Они ближе к концу, мы ближе к началу. И что ближе к истине? И может ли идти речь о добровольном, свободном выборе? Вероятно, ни старость Европы, ни юность России не могут дать нам истину, которую мы ищем. Но существует ли такая вещь, как окончательная истина? Не является ли само понятие истины, само допущение возможности истины, лишь результатом нашего ограниченного опыта, плодом ограниченности? Мы решаем априори, что одно должно быть возможным, другое невозможным, и из наших произвольных предположений мы начинаем выводить тело истины. Каждый судит по-своему, согласно своим силам и условиям своего существования. Робкий, испуганный человек гонится за порядком, который даст ему день мира и покоя, юность мечтает о красоте и блеске, старость не хочет ни о чем думать, потеряв способность к надежде.

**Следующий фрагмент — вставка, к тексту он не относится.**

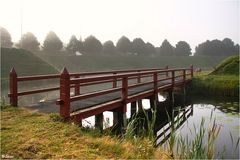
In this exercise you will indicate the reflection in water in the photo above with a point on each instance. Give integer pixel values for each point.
(227, 139)
(189, 116)
(226, 115)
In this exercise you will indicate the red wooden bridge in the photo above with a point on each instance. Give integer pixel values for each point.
(118, 88)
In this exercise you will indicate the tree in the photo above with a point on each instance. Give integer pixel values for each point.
(5, 38)
(150, 49)
(74, 45)
(216, 48)
(124, 45)
(228, 46)
(29, 42)
(182, 49)
(92, 45)
(138, 46)
(52, 44)
(166, 49)
(109, 48)
(236, 49)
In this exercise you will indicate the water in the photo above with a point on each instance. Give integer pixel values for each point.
(228, 122)
(225, 113)
(226, 116)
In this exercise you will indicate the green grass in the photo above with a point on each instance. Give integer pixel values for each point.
(218, 85)
(223, 81)
(26, 134)
(25, 64)
(229, 66)
(105, 62)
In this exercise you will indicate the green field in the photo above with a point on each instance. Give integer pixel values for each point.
(27, 63)
(26, 134)
(24, 62)
(104, 62)
(222, 81)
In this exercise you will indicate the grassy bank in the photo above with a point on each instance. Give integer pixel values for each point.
(215, 85)
(222, 81)
(26, 134)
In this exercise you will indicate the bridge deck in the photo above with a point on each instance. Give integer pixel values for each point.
(50, 106)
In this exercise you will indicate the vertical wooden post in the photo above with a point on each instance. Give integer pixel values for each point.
(65, 94)
(114, 81)
(124, 93)
(13, 87)
(166, 71)
(155, 82)
(77, 88)
(139, 77)
(99, 121)
(154, 99)
(133, 108)
(191, 71)
(184, 75)
(140, 106)
(173, 78)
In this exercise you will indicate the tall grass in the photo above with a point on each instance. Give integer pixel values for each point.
(183, 148)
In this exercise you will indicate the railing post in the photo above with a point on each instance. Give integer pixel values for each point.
(139, 77)
(13, 87)
(65, 94)
(124, 93)
(184, 75)
(191, 71)
(155, 82)
(77, 87)
(114, 81)
(173, 78)
(166, 71)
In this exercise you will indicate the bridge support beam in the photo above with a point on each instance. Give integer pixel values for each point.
(99, 121)
(119, 120)
(133, 108)
(140, 106)
(154, 101)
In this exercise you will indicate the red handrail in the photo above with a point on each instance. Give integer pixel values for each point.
(76, 80)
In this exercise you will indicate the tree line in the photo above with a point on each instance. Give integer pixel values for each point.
(91, 45)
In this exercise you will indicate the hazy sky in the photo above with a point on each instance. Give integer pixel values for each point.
(193, 21)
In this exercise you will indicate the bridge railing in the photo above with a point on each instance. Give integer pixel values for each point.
(176, 76)
(14, 80)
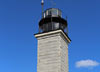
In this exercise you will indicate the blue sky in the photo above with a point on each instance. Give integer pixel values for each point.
(19, 21)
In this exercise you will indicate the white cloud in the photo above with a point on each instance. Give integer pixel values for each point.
(86, 63)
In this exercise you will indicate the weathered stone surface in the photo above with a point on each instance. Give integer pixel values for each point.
(52, 53)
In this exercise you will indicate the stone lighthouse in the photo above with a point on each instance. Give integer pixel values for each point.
(53, 40)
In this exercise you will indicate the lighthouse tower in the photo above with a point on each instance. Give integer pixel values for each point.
(53, 42)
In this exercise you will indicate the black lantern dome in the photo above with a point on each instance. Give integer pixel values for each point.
(52, 20)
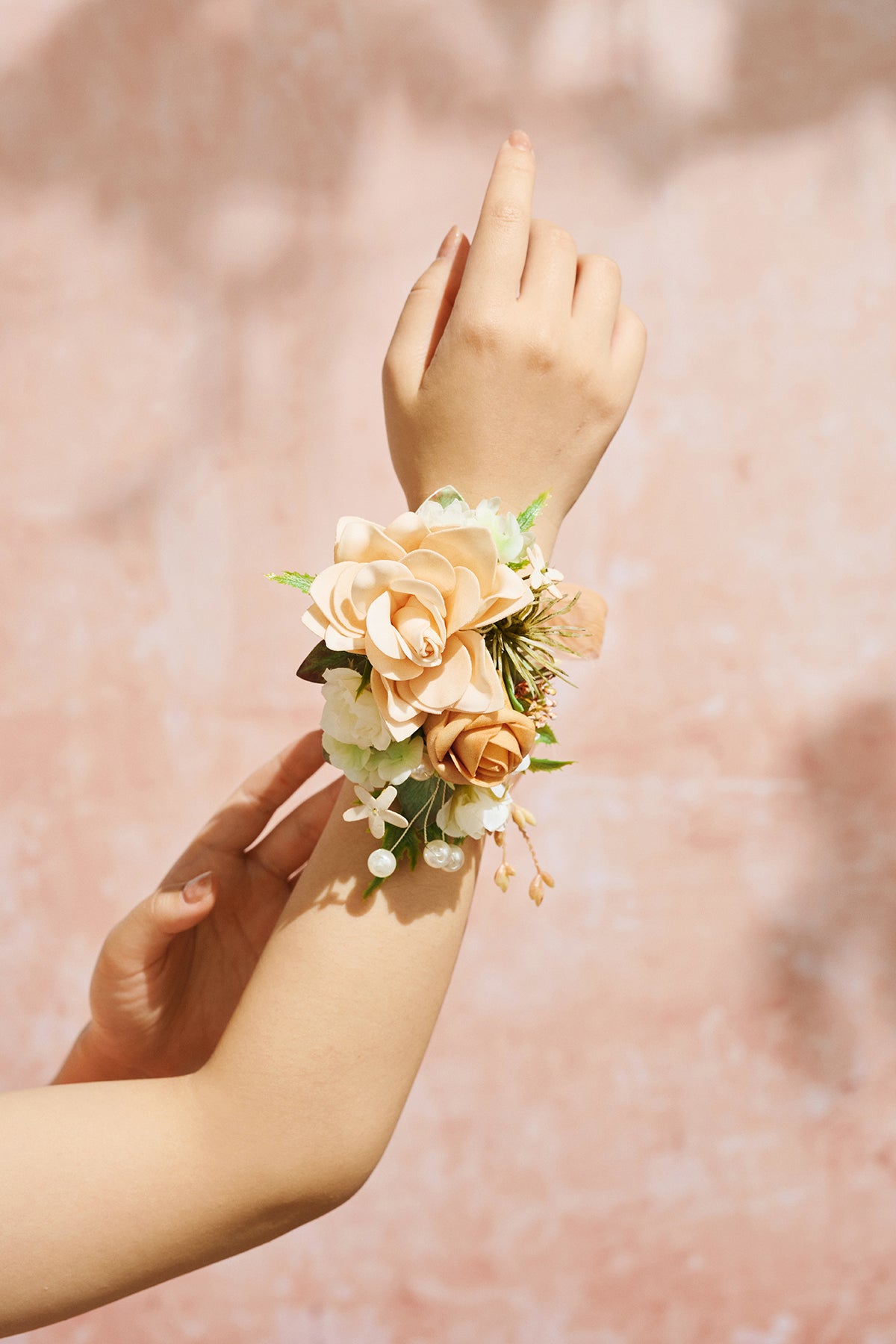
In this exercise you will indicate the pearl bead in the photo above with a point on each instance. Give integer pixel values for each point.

И так далее, ad infinitum. И это называется истиной, истинами! Каждый человек думает, что его собственный опыт охватывает весь диапазон жизни. И поэтому единственные люди, которые оказываются хоть сколько-нибудь правыми, — это эмпирики и позитивисты. Не может быть речи об истине, как только мы отрываемся от актуальных условий жизни.
Наша уверенная правдивость, подобно европейской риторике, оказывается «по ту сторону добра и зла». Молодой Восток и старый Запад одинаково страдают от ограничений, налагаемых истиной, — но первый игнорирует ограничения, в то время как второй приспосабливается к ним. В конце концов, это сводится к одному и тому же. Не так ли умная риторика столь же восхитительна, как и правдивость? Каждая есть в равной степени жизнь. Только мы находим невыносимой риторику, которая выдает себя за истину, и правдивость, которая хотела бы казаться культурной. Такой маскарад пытался бы заставить нас поверить, что истина, которая есть только ограниченность, имеет реальное объективное существование. Что оскорбительно. Пока обратное не доказано, нам нужно думать, что только одно утверждение имеет или может иметь какую-либо объективную реальность: что нет ничего на земле невозможного. Каждый раз, когда кто-то хочет заставить нас признать, что существуют другие, более ограниченные и ограничивающие истины, мы должны сопротивляться всеми средствами, которые можем найти под рукой. Мы не колеблемся даже использовать мораль и логику, обе из которых мы так часто злоупотребляли. Но почему бы не использовать их!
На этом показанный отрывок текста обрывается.